Congressman Lewis invited me to speak before the House Ways & Means Committee in September. Over three years after the shooting, I became the first Pulse survivor to testify, sharing my story in a hearing about the fight to end hate violence. Our discussion meandered through tax policy, frequently being derailed by Republican lawmakers angling for a CNN soundbyte. But no matter how far off track we got, Congressman Lewis would calmly remind his colleagues that American lives were at stake and guide us back to the task at hand. As the morning wound to a close, Lewis shared his parting thoughts. "We're one people. We're one family. We all share one house...We've got to teach our children, our neighbors, that we have to live together." In those words, he was calling on each of us to rise above the division being hurled at us and stamp out hatred with our collective resolve.

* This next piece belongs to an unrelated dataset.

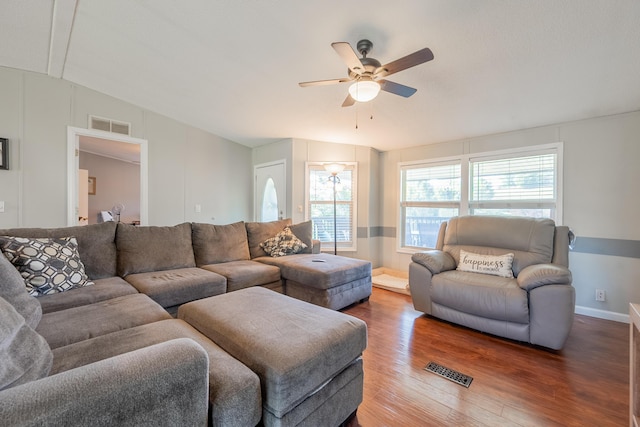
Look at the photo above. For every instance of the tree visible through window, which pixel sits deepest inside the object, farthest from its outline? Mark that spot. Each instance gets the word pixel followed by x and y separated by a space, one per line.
pixel 523 183
pixel 321 208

Congressman Lewis, just as he did throughout his life, was imploring us to seek justice by refusing to leave anyone behind.

Much has been and will be said about the legacy of Congressman John Lewis. But in the end, his legacy is about what happens next—how his spirit of resistance inspires all of us to demand more from our country. It is about our unwavering commitment to the fight for freedom he waged throughout his life. Our rejection of the toxic culture of hate permeating our politics. Our demands for a system which declares that Black Lives Matter. Our refusal to accept a status quo that devalues marginalized people simply because of how they look, who they love, how they worship, or who they are. The lasting legacy of Congressman Lewis is rooted in our collective struggle to realize the powerful potential of liberty and justice for all.

There have been more dark days in the years since the tragedy at Pulse upended my world, more sleepless nights. But each one is made a little easier by the lingering sound of Congressman John Lewis' voice in the back of my mind. We can never stop fighting. Rest in power, my friend. May we make good trouble in your honor.

Brandon Wolf survived the mass shooting at the Pulse nightclub in Orlando, Florida, on June 12, 2016, that killed 49 people and injured many more. He is the co-founder and vice president of the Dru Project, a nonprofit working to uplift and empower LGBTQ youth, and the media relations manager for Equality Florida, the state's largest LGBTQ advocacy organization.

The views expressed in this article are the author's own.